With the Davis Cup on the line, Radek Stepanek delivered again.
Stepanek gave the Czech Republic its second straight Davis Cup title Sunday, sweeping past Dusan Lajovic in straight sets in the fifth and decisive match to secure a 3-2 win over Serbia in the final.
That made Stepanek the first player in the history of the tournament to decide two consecutive finals in the fifth match, having done the same against Spain's Nicolas Almagro last year.
"This is an amazing moment," said Stepanek, who beat the 117th-ranked Lajovic 6-3, 6-1, 6-1 after Novak Djokovic had levelled the series for Serbia at 2-2 earlier Sunday.
The Czech veteran converted his first match point with a smash to send about a thousand visiting Czech fans at Belgrade Arena into wild celebrations as they blew trumpets and beat their drums.
Stepanek spread his hands on the court as Tomas Berdych and other Czech teammates jumped on him.
"It's difficult to find right words for emotions I am going through now," Stepanek said. "It was a completely different experience than last year. I was very focused, concentrated, I knew what to do on court. We made history for our country today."
Last year's victory for the first for the Czechs as an independent nation. Serbia won its only crown in 2010, beating France in Belgrade.
Lajovic, who has a 5-12 record on the ATP tour and had never played in the Davis Cup before this weekend, replaced Janko Tipsarevic, who missed the final with a heel injury.
He also lost his first singles against Berdych on Friday -- his first career best-of-five-sets match -- and found himself thrust into by far the biggest match of his life against Stepanek.
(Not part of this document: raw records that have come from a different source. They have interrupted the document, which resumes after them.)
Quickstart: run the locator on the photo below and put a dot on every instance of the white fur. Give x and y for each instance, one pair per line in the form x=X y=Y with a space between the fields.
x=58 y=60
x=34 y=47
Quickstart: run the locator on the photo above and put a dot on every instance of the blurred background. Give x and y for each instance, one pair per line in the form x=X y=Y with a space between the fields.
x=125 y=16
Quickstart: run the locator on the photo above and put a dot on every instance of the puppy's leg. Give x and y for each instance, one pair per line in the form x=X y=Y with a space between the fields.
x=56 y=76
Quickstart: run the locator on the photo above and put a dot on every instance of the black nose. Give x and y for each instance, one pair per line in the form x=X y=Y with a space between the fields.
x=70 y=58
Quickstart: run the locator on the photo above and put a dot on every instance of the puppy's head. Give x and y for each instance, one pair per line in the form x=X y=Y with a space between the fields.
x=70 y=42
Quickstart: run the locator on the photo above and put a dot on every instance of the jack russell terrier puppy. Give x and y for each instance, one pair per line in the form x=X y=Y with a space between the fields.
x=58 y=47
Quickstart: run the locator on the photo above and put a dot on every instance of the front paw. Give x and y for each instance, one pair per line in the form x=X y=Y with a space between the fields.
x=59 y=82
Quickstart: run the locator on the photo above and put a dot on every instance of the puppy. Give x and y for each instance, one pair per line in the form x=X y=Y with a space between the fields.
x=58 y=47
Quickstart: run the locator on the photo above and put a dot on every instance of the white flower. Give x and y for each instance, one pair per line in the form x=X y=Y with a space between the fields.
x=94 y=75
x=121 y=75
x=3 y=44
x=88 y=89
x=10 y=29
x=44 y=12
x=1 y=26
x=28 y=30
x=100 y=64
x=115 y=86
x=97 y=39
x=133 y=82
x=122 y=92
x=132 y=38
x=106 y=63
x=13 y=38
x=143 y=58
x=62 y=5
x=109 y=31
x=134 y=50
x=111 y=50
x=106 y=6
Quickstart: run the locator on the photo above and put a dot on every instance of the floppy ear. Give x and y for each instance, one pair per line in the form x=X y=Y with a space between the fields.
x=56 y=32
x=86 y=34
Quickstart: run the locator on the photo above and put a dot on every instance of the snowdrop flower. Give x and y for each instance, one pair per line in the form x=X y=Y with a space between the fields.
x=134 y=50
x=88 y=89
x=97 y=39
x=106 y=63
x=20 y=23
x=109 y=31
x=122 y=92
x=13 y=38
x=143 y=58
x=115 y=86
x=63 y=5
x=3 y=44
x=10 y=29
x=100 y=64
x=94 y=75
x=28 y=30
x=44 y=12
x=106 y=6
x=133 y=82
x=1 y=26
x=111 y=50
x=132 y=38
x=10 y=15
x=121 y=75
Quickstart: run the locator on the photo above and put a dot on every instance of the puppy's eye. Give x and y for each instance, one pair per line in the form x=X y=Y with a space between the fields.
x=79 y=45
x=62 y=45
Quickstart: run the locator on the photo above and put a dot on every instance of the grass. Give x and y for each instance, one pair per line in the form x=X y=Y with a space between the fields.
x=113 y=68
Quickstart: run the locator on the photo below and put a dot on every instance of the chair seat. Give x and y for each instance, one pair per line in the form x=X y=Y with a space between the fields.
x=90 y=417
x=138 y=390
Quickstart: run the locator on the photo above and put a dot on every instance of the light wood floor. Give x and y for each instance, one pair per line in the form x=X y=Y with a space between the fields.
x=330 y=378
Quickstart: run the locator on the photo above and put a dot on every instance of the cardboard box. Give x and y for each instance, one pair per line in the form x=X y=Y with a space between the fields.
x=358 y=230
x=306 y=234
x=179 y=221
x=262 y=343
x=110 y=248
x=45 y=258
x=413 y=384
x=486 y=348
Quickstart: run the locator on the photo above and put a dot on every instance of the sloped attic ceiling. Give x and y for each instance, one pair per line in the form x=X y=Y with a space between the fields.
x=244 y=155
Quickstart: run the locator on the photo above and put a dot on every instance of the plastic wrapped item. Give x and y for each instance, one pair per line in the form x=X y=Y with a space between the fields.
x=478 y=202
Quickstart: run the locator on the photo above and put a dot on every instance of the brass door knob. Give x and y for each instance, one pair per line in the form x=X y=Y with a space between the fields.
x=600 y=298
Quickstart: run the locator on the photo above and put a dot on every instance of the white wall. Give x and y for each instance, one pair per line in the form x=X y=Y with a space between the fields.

The 23-year-old Serb started well, however, breaking Stepanek in the opening game of the match. But the 34-year-old Czech responded swiftly with two consecutive breaks to take a 5-2 lead.
Stepanek controlled the match from then on, and broke Lajovic for 3-1 in the final set, and then added another before serving out the match.
"I was fighting to my last breath, but obviously this wasn't enough," Lajovic said. "Of course, I am very disappointed. Right now I need to cool off my head and think what to do next."
Serbia captain Bogdan Obradovic said his team's chances of winning the title were crippled by Tipsarevic's injury and a 12-month doping ban against Viktor Troicki, who helped Serbia win its only title.
"We couldn't find the real replacement for the two, it was like playing tennis without one leg," Bogdanovic said. "Dusan is the young gun in our team. Hopefully he is going to use the energy from the team and some experiences from those two matches for his career, even if it wasn't a success."
The Czechs got the crucial point in Saturday's doubles to go up 2-1. The second-ranked Djokovic then kept alive Serbia's hopes by beating Berdych 6-4, 7-6 (5), 6-2 earlier Sunday to improve his career record against the Czech to 15-2.
"We both entered this match with a lot of tension," Djokovic said. "I managed to break his resistance in the second set."
Berdych was leading 5-4 in the second-set tiebreaker when he sent wide an easy backhand volley at the net. Then he lost a point on his serve, and Djokovic took his first chance to serve out the set.
Djokovic, who improved his winning streak to 24 matches since losing the U.S. Open final against Rafael Nadal in September, converted his first match point with an ace, bringing cheers from the 17,000-strong boisterous Serbian crowd at the arena.
"It's really hard to find right and correct words to explain at what level he's playing and how strong Novak is," Berdych said. "He is now the best player when he's playing indoors, and that's what he proved today."